HGTEncoder

class graphstorm.model.HGTEncoder(g, hid_dim, out_dim, num_hidden_layers, num_heads, edge_feat_name=None, edge_feat_mp_op='concat', dropout=0.2, norm='layer', num_ffn_layers_in_gnn=0)

Bases: GraphConvEncoder, GSgnnGNNEncoderInterface

Heterogenous Graph Transformer (HGT) encoder.

The HGTEncoder employs several HGTLayer as its encoding mechanism. The HGTEncoder should be designated as the model’s encoder within Graphstorm.

Changed in version 0.4.1: Add two new arguments edge_feat_name and edge_feat_mp_op in v0.4.1 to support edge features in HGT encoder.

Parameters

g: DistGraph

The input distributed graph.

hid_dim: int

Hidden dimension size.

out_dim: int

Output dimension size.

num_hidden_layers: int

Number of hidden layers. Total GNN layers is equal to num_hidden_layers + 1.

num_heads: int

Number of attention heads.

edge_feat_name: dict of list of str

User provided edge feature names in the format of {etype1:[feat1, feat2, …], etype2:[…], …}, or None if not provided.

edge_feat_mp_op: str

The opration method to combine source node embeddings with edge embeddings in message passing. Options include concat, add, sub, mul, and div. concat operation will concatenate the source node features with edge features; add operation will add the source node features with edge features together; sub operation will subtract the source node features by edge features; mul operation will multiply the source node features with edge features; and div operation will divide the source node features by edge features.

dropout: float

Dropout rate. Default: 0.2.

norm: str

Normalization methods. Options:batch, layer, and None. Default: layer.

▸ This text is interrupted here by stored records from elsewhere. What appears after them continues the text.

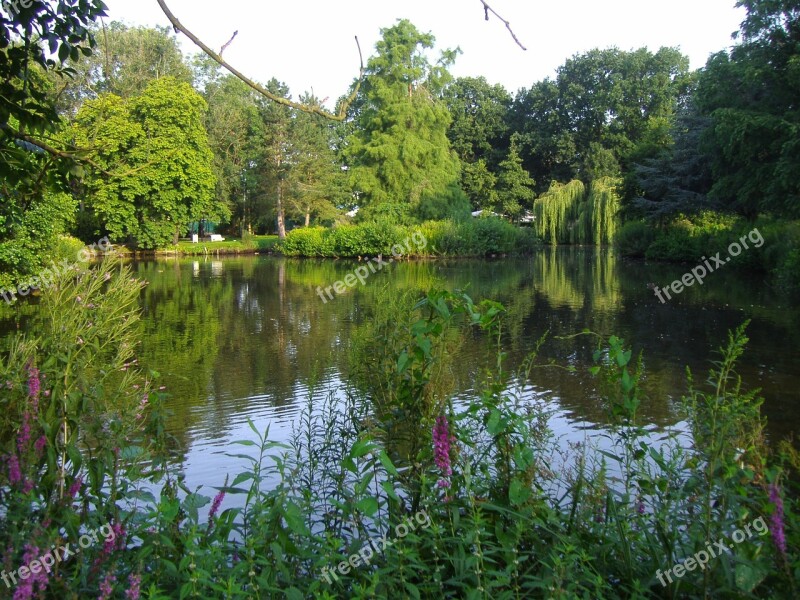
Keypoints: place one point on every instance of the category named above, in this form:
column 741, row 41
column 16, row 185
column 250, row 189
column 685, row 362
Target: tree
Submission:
column 478, row 134
column 679, row 179
column 400, row 153
column 160, row 138
column 750, row 94
column 126, row 60
column 232, row 122
column 605, row 108
column 274, row 158
column 316, row 181
column 514, row 185
column 36, row 38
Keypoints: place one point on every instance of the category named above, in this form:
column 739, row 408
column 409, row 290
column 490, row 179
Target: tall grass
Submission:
column 512, row 513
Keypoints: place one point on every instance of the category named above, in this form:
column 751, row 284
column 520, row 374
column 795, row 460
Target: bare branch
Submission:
column 317, row 110
column 488, row 9
column 229, row 42
column 73, row 155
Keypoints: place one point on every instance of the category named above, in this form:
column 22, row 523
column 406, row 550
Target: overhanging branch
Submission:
column 488, row 9
column 317, row 110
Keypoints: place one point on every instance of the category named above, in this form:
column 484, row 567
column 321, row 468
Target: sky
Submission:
column 310, row 46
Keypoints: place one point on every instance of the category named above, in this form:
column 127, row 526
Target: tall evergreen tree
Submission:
column 161, row 139
column 514, row 185
column 400, row 154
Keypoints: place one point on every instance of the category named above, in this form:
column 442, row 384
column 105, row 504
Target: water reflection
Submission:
column 247, row 338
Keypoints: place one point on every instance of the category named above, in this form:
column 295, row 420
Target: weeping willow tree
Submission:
column 556, row 211
column 571, row 214
column 604, row 200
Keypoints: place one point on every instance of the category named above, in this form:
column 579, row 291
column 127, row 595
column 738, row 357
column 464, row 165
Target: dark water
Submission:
column 246, row 338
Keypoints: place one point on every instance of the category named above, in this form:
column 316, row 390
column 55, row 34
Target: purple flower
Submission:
column 215, row 506
column 27, row 587
column 441, row 449
column 24, row 435
column 14, row 473
column 75, row 487
column 106, row 587
column 132, row 593
column 776, row 520
column 34, row 385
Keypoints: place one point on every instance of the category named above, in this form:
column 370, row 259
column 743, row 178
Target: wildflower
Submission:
column 106, row 587
column 776, row 520
column 14, row 473
column 27, row 588
column 117, row 542
column 142, row 406
column 24, row 435
column 132, row 593
column 33, row 384
column 441, row 450
column 75, row 487
column 215, row 505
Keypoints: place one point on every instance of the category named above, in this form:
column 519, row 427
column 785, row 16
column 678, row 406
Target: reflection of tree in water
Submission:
column 253, row 332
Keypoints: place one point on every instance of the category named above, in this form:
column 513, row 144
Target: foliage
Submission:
column 514, row 186
column 478, row 134
column 36, row 38
column 73, row 428
column 160, row 137
column 634, row 238
column 605, row 110
column 679, row 178
column 749, row 93
column 471, row 237
column 571, row 214
column 399, row 152
column 125, row 61
column 511, row 517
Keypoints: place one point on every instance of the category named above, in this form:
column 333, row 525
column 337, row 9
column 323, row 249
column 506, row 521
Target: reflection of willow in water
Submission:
column 575, row 279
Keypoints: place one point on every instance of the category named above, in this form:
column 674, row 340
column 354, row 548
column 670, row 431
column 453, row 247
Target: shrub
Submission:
column 306, row 241
column 634, row 237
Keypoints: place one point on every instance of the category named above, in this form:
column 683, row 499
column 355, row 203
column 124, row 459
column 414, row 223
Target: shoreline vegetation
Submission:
column 511, row 510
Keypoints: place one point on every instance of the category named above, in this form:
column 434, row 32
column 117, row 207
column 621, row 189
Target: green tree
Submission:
column 126, row 60
column 35, row 39
column 316, row 181
column 160, row 138
column 751, row 94
column 478, row 134
column 514, row 185
column 232, row 123
column 274, row 160
column 400, row 153
column 605, row 108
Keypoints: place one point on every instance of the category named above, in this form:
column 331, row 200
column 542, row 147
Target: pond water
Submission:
column 247, row 338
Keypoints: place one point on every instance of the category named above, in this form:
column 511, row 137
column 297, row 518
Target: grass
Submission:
column 257, row 243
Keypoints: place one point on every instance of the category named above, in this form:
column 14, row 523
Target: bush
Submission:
column 307, row 241
column 633, row 238
column 66, row 248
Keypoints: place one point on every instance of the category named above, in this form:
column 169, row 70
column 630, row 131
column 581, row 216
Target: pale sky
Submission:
column 308, row 44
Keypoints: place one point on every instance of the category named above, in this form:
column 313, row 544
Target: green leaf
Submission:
column 369, row 506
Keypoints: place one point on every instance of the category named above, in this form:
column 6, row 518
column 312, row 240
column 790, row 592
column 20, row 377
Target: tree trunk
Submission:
column 279, row 207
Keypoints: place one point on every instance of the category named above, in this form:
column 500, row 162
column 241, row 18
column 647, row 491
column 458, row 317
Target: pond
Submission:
column 247, row 338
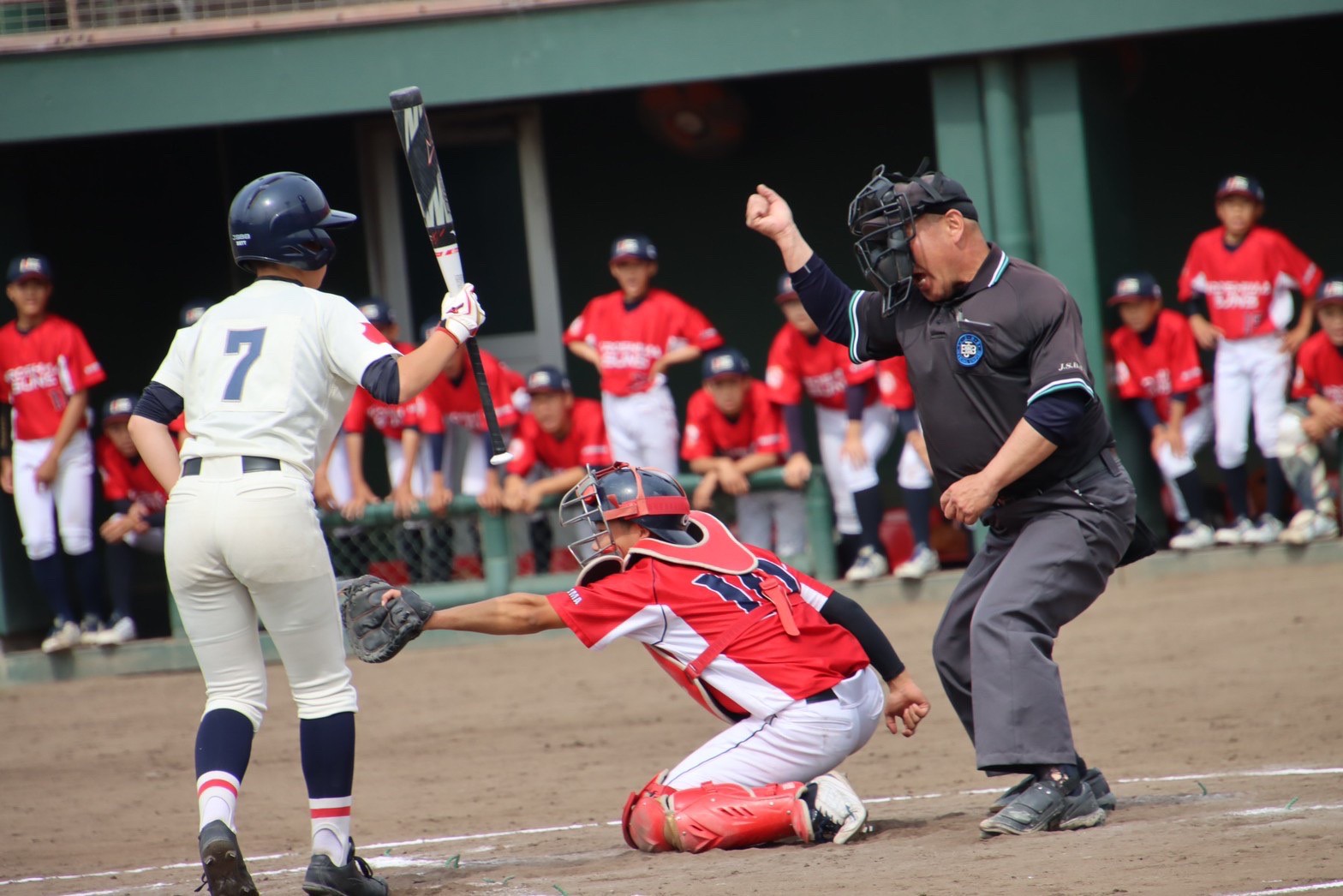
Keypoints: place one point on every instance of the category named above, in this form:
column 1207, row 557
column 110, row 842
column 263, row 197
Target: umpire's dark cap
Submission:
column 378, row 312
column 725, row 361
column 30, row 267
column 634, row 246
column 936, row 194
column 546, row 379
column 1331, row 290
column 1135, row 288
column 1240, row 186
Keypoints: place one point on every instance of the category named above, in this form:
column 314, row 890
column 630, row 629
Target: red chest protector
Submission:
column 718, row 551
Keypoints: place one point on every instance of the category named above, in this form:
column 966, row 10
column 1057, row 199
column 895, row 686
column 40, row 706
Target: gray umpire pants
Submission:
column 1047, row 559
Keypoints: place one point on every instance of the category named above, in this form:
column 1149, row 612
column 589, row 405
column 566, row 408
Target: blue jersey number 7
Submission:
column 239, row 338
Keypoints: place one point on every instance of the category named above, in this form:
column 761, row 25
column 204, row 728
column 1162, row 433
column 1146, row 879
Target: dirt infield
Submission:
column 508, row 759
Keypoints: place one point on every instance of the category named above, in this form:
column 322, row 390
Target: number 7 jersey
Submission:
column 270, row 371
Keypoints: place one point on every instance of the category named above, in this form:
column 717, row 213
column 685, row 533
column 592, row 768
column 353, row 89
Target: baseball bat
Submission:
column 427, row 176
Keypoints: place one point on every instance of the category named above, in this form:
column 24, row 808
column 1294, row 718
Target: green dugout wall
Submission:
column 1091, row 158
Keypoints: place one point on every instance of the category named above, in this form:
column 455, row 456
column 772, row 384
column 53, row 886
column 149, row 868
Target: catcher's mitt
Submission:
column 378, row 633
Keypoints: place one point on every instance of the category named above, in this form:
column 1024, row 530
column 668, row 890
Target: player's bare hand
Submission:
column 46, row 472
column 855, row 451
column 905, row 706
column 768, row 214
column 797, row 470
column 1205, row 333
column 403, row 501
column 966, row 500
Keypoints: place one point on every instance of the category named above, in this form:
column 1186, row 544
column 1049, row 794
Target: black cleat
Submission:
column 1045, row 806
column 224, row 870
column 352, row 879
column 1095, row 780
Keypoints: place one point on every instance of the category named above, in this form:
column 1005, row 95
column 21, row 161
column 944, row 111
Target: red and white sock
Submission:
column 217, row 796
column 331, row 827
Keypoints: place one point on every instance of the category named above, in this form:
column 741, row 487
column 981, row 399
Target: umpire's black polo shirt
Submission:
column 976, row 361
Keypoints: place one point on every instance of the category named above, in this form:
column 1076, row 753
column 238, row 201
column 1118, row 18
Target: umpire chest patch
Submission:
column 970, row 349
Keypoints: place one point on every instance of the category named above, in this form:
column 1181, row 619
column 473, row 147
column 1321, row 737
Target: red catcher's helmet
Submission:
column 650, row 498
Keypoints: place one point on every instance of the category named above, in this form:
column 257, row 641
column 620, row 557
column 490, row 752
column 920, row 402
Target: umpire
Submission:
column 1016, row 437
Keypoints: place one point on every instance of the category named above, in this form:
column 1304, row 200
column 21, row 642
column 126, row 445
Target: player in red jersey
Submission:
column 137, row 520
column 46, row 371
column 1237, row 283
column 914, row 473
column 556, row 441
column 732, row 429
column 853, row 426
column 1315, row 421
column 1156, row 371
column 633, row 336
column 802, row 672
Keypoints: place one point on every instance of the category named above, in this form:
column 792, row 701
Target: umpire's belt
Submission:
column 191, row 466
column 1107, row 460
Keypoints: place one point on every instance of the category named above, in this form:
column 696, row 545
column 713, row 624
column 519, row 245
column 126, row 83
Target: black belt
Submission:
column 191, row 466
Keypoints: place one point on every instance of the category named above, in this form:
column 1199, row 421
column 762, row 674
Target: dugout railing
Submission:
column 469, row 553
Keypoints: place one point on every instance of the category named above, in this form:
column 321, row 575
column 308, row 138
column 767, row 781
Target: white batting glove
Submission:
column 463, row 314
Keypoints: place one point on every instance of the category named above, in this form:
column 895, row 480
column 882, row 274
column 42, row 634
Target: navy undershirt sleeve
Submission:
column 851, row 616
column 383, row 379
column 792, row 423
column 1056, row 415
column 158, row 403
column 856, row 399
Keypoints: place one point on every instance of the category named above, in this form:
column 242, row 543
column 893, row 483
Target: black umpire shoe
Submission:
column 352, row 879
column 1095, row 780
column 1045, row 806
column 224, row 869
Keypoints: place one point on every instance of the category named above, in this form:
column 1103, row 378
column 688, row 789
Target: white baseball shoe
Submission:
column 869, row 564
column 1265, row 531
column 923, row 562
column 1233, row 534
column 65, row 636
column 1194, row 536
column 1309, row 525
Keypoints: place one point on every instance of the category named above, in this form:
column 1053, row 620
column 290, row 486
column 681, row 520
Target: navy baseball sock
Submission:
column 917, row 505
column 224, row 750
column 326, row 750
column 1237, row 489
column 1276, row 488
column 89, row 582
column 870, row 507
column 1191, row 489
column 50, row 574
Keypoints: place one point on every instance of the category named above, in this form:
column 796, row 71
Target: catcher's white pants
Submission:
column 241, row 546
column 1248, row 373
column 773, row 520
column 66, row 504
column 845, row 479
column 642, row 427
column 799, row 744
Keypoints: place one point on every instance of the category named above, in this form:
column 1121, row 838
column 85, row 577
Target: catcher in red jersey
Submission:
column 633, row 336
column 1237, row 283
column 1314, row 421
column 46, row 371
column 802, row 673
column 732, row 429
column 1156, row 371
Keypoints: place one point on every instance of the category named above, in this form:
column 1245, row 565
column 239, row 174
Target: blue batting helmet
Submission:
column 284, row 218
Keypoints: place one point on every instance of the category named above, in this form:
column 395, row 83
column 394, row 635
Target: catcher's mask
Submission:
column 882, row 215
column 650, row 498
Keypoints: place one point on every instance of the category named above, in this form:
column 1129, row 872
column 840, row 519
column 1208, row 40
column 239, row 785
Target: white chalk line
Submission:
column 427, row 841
column 1304, row 888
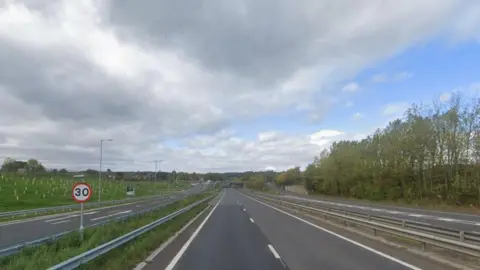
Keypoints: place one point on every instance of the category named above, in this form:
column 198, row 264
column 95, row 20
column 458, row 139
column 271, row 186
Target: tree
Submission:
column 432, row 153
column 34, row 166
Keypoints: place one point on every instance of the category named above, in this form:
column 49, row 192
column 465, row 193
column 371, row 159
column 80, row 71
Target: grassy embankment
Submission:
column 124, row 257
column 26, row 192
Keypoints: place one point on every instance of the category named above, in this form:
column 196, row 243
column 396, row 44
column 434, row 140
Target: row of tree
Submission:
column 31, row 165
column 433, row 153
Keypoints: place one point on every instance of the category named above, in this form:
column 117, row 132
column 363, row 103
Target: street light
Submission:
column 100, row 171
column 155, row 181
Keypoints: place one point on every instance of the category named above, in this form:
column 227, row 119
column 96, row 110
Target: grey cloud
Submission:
column 57, row 103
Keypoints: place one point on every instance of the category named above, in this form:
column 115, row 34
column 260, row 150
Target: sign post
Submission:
column 81, row 193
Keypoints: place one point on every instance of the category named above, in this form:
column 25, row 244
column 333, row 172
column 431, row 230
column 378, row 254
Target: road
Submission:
column 465, row 222
column 242, row 233
column 17, row 232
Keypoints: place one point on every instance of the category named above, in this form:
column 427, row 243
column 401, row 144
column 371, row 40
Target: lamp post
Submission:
column 155, row 179
column 100, row 171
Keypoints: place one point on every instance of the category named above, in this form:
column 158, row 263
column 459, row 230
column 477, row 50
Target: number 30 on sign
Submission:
column 81, row 192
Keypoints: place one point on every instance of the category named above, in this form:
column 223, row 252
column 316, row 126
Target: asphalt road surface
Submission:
column 17, row 232
column 465, row 222
column 242, row 233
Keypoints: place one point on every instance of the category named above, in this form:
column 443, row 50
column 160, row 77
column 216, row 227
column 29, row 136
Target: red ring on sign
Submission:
column 89, row 194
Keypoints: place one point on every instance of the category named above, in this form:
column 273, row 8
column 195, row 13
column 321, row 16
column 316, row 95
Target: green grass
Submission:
column 26, row 192
column 70, row 245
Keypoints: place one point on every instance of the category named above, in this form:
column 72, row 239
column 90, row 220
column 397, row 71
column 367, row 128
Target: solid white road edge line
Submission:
column 180, row 253
column 116, row 214
column 340, row 236
column 275, row 253
column 60, row 222
column 25, row 220
column 165, row 244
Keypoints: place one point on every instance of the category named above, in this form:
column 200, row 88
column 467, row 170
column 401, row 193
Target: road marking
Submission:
column 416, row 215
column 57, row 219
column 42, row 217
column 154, row 254
column 341, row 237
column 60, row 222
column 447, row 219
column 275, row 254
column 116, row 214
column 180, row 253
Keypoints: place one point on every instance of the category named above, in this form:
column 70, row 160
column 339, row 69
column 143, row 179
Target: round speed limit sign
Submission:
column 81, row 192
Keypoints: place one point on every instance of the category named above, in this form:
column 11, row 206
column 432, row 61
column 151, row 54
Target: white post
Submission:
column 100, row 171
column 155, row 183
column 81, row 221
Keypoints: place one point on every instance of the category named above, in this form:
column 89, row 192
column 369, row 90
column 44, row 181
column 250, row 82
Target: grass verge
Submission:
column 70, row 245
column 19, row 192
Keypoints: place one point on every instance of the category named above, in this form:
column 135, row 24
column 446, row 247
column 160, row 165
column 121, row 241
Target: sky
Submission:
column 215, row 86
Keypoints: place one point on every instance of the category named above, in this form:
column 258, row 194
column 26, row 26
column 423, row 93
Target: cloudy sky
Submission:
column 220, row 85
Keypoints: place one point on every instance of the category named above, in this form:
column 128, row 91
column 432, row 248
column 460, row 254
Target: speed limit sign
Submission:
column 81, row 192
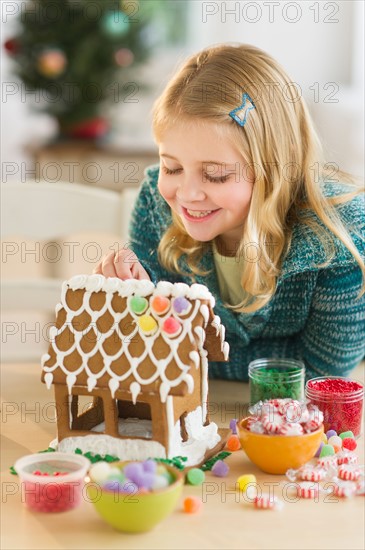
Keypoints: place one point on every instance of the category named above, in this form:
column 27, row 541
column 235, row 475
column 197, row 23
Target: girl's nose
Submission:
column 190, row 189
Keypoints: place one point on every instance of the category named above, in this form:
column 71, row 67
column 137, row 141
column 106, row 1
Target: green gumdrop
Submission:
column 138, row 304
column 344, row 435
column 195, row 476
column 327, row 450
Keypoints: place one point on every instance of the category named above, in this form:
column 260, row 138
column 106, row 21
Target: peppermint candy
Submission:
column 349, row 472
column 308, row 490
column 283, row 417
column 291, row 429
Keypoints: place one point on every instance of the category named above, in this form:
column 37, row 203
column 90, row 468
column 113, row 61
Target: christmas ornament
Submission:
column 12, row 46
column 51, row 63
column 124, row 57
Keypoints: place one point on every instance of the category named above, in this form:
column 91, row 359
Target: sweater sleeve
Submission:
column 333, row 339
column 145, row 228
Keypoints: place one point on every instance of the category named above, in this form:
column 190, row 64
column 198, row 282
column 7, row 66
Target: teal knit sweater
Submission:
column 314, row 316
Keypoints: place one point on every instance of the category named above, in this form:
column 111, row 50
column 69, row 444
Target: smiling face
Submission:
column 205, row 181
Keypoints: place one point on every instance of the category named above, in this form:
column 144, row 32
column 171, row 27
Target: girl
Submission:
column 243, row 203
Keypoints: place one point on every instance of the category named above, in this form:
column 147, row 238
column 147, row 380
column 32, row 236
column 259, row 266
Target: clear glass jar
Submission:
column 341, row 401
column 276, row 378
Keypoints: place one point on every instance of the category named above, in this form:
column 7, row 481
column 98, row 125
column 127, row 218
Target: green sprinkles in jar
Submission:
column 276, row 378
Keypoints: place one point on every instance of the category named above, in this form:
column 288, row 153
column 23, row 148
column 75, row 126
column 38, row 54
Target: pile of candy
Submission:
column 51, row 495
column 334, row 444
column 283, row 417
column 336, row 466
column 131, row 478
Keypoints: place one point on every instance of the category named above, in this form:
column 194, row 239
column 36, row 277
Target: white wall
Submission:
column 312, row 52
column 322, row 51
column 303, row 36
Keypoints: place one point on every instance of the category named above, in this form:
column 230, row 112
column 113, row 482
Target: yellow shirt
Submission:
column 229, row 272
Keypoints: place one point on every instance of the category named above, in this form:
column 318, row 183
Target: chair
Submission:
column 48, row 212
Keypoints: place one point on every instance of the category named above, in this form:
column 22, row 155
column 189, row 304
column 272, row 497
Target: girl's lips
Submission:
column 190, row 218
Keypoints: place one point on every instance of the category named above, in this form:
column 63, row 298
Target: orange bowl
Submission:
column 275, row 454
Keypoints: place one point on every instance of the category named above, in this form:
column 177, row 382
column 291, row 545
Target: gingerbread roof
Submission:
column 133, row 335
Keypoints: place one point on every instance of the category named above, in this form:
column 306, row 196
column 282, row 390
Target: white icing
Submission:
column 201, row 438
column 132, row 427
column 91, row 383
column 70, row 381
column 113, row 385
column 48, row 378
column 204, row 310
column 135, row 389
column 226, row 350
column 125, row 449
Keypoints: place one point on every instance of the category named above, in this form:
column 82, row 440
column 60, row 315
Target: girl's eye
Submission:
column 206, row 177
column 221, row 179
column 170, row 172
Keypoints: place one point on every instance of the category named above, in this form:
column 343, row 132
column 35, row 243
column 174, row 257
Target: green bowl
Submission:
column 140, row 512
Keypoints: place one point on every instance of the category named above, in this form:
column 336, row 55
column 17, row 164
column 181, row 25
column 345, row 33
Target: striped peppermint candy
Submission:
column 265, row 502
column 328, row 462
column 313, row 474
column 272, row 422
column 308, row 490
column 312, row 426
column 344, row 457
column 291, row 429
column 349, row 472
column 256, row 427
column 345, row 489
column 282, row 404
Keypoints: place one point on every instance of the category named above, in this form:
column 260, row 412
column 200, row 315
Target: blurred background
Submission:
column 79, row 79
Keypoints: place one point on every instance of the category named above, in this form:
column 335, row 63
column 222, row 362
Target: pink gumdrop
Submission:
column 220, row 469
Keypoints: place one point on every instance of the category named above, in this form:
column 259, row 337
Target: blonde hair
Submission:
column 282, row 149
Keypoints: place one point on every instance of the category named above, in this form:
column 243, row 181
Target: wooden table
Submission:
column 226, row 520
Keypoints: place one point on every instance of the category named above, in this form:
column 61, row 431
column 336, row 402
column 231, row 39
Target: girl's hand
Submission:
column 123, row 264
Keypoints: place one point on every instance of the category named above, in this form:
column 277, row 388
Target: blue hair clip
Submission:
column 246, row 106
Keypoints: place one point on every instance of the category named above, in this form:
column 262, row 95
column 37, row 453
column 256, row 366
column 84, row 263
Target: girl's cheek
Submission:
column 167, row 191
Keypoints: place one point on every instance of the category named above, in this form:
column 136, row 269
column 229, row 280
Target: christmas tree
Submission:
column 79, row 55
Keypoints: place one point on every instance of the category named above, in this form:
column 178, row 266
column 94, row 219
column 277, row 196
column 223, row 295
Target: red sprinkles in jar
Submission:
column 340, row 400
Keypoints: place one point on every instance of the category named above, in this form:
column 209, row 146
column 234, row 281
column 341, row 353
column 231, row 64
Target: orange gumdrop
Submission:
column 233, row 443
column 160, row 304
column 192, row 505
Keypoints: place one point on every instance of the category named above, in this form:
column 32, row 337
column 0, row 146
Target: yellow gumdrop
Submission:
column 147, row 324
column 243, row 481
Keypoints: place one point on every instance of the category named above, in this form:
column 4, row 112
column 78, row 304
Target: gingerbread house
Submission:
column 139, row 353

num_ffn_layers_in_gnn: int

Number of fnn layers between GNN layers. Default: 0.

Examples:

# Build model and do full-graph inference on HGTEncoder
from graphstorm import get_node_feat_size
from graphstorm.model import HGTEncoder
from graphstorm.model import MLPEdgeDecoder
from graphstorm.model import GSgnnEdgeModel, GSNodeEncoderInputLayer
from graphstorm.dataloading import GSgnnData
from graphstorm.model import do_full_graph_inference

np_data = GSgnnData(...)

model = GSgnnEdgeModel(alpha_l2norm=0)
feat_size = get_node_feat_size(np_data.g, "feat")
encoder = GSNodeEncoderInputLayer(g, feat_size, 4,
                                  dropout=0,
                                  use_node_embeddings=True)
model.set_node_input_encoder(encoder)

gnn_encoder = HGTEncoder(g,
                         hid_dim=4,
                         out_dim=4,
                         num_hidden_layers=1,
                         num_heads=2,
                         dropout=0.0,
                         norm="layer",
                         num_ffn_layers_in_gnn=0)
model.set_gnn_encoder(gnn_encoder)
model.set_decoder(MLPEdgeDecoder(model.gnn_encoder.out_dims,
                                 3, multilabel=False, target_etype=("n0", "r1", "n1"),
                                 num_ffn_layers=num_ffn_layers))

h = do_full_graph_inference(model, np_data)
is_support_edge_feat()

Overwrite GraphConvEncoder class’ method, indicating HGTEncoder supports edge features.

forward(blocks, n_h, e_hs=None)

HGT encoder forward computation.

Changed in version 0.4.1: Change inputs into blocks, n_h and e_hs in v0.4.1 to support edge feature in HGT encoder.

Parameters

blocks: list of DGL MFGs

Sampled subgraph in the list of DGL message flow graphs (MFGs) format. More detailed information about DGL MFG can be found in DGL Neighbor Sampling Overview.

n_h: dict of Tensor

Input node features for each node type in the format of {ntype: tensor}.

e_hs: list of dict of Tensor

Input edge features for each edge type in the format of [{etype1: tensor, etype2: tensor, …}, …], or [{}, {}. …] for zero number of edges in input blocks. The length of e_hs should be equal to the number of gnn layers. Default is None.

Returns

h: dict of Tensor

New node embeddings for each node type in the format of {ntype: tensor}.